Summary and Contributions: This paper presents a deep neural network model for blind super-resolution, which is inspired by the previous alternating optimization algorithm. The proposed network consists of two modules: Restorer and Estimator. The Restorer restores a SR image based on a predicted kernel, and the Estimator estimates the blur kernel using the restored SR image. The two modules are alternatingly applied in an end-to-end network. The proposed method outperforms previous methods both in the quality and speed.

Strengths: Handling unknown blur kernels is important to make SR really practical. The paper presents a novel blind algorithm that achieves state-of-the-art performance. The proposed network is based on the traditional alternating estimation. This makes the proposed approach intuitive and easy to understand. The proposed network is also easy to train as it is end-to-end. The proposed network model outperforms previous blind SR methods both in the quality and speed.

Weaknesses: While the evaluation is thorough, there are still some details missing, which makes the paper less convincing. - In Table 2, why is IDC not included? - It would be also interesting to see some comparisons and analysis on the quality of estimated blur kernels, e.g., visualization of estimated blur kernels, and qualitative and quantitative comparison against the ground truth blur kernels at different iterations. - There is only one real world example in Fig. 6. There are also some correctness issues that must be addressed. See the next item.

Correctness: There are some correctness issues about the description of the previous methods and Bayesian inference, which must be addressed. 1) 110: In literature, we can apply a denoising algorithm in the first place. ==> Typically, denoising algorithms can destroy high-frequency information around edges so that they can degrade the performance of the blur kernel estimation. - Zhong et al., Handling Noise in Single Image Deblurring using Directional Filters, CVPR 2013 - Tai and Lin, Motion-aware noise filtering for deblurring of noisy and blurry images, CVPR 2012 2) 113: The priori term is usually unknown and has no analytic expression. ==> No. In Bayesian statistics, a prior probability distribution expresses one's belief.

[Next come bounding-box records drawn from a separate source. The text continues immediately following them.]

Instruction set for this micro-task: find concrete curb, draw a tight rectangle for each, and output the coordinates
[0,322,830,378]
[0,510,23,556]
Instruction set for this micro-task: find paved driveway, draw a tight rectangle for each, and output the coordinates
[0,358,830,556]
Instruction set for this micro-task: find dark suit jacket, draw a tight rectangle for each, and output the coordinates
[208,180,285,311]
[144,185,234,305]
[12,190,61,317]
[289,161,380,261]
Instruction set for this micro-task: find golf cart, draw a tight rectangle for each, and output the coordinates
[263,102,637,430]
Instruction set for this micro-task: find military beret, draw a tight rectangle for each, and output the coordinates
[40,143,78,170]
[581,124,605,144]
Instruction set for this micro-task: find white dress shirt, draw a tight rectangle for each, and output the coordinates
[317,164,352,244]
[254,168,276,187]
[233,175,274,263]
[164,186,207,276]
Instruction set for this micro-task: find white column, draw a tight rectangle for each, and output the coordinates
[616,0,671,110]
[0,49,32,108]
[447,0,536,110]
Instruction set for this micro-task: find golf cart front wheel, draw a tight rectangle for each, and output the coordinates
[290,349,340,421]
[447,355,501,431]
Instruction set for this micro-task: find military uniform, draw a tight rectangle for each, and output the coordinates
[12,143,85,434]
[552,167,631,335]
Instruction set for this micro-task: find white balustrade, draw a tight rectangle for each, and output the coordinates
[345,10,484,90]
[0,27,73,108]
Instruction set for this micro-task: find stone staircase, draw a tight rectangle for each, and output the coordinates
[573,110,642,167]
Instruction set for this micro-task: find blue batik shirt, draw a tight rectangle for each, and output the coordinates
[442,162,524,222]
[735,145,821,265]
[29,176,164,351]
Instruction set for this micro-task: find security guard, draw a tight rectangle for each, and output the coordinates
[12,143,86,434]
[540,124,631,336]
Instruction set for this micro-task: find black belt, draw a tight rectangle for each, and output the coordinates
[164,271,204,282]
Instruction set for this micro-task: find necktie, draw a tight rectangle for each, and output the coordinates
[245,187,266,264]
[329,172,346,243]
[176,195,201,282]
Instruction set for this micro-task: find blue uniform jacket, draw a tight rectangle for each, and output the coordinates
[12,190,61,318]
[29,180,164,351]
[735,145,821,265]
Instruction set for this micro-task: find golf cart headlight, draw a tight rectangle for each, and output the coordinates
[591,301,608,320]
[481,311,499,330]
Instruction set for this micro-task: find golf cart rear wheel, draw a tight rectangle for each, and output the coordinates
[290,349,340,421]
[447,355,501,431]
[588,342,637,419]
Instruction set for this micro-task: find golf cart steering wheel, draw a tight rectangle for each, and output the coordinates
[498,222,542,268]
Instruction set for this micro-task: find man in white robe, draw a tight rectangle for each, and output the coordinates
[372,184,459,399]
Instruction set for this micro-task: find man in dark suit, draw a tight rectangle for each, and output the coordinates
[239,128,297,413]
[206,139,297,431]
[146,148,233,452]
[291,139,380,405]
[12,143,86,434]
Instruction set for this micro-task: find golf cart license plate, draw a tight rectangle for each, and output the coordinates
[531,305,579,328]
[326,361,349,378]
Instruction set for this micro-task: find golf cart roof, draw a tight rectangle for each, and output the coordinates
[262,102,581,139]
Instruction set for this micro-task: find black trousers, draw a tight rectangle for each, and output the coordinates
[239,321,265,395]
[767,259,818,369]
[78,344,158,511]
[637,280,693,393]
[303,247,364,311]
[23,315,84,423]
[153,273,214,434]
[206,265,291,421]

Previous methods either model a prior distribution using some well-known distributions such as Gaussian distribution, Laplacian distributions, and Gaussian mixture models, or learn it from data (or the parameters of the distributions). In both cases, prior distributions have analytic expressions.

Clarity: Typos & grammatical errors: • "a", "an", and "the" are missing in many sentences. • 4: may not well compatible with ==> may not be compatible with • 72: in the Context of Bicubic ==> in the Context of Bicubic Interpolation • 104: Although ... improved but it requires ==> Although ... improved, it requires • 166: he ==> the • 192: batchsize ==> batch size • 113, 207: priori ==> prior • 242, 243: DNA ==> DAN 115: Previous methods decompose this problem into two sequential steps... ==> Please cite the previous works that uses such decomposition. 128: We alternately solve these two subproblems. ==> The proposed method adopts L1 loss functions that directly compare the estimated blur kernel and the SR image against the ground truth blur kernel and HR image, i.e., || k - k_gt ||_1 and || x - x_gt ||_1, only at the final iteration. Thus, it is not correct to claim that the proposed method solve Eq. (4), which is a typical alternating optimization formulation of previous blind SR or deblurring methods. It would be more correct to say that the proposed architecture is inspired by Eq. (4).

Relation to Prior Work: Yes.

Reproducibility: Yes

Additional Feedback: == Final recommendation == I think the paper can be definitely further improved. I am not fully satisfied with the rebuttal (epsecially because of the correctness issues that I mentioned in my original review). I also agree with the other reviewers that the paper is missing the evlauation on the quality of estimated blur kernels as I mentioned in my original review. Even though blur kernels are estimated in a reduced space transformed by PCA, they can be inverse transformed and visualized. Despite these shortcomings, I also agree with the other reviewers that the paper provides interesting ideas and significantly improved performance. Thus, I recommend the acceptance.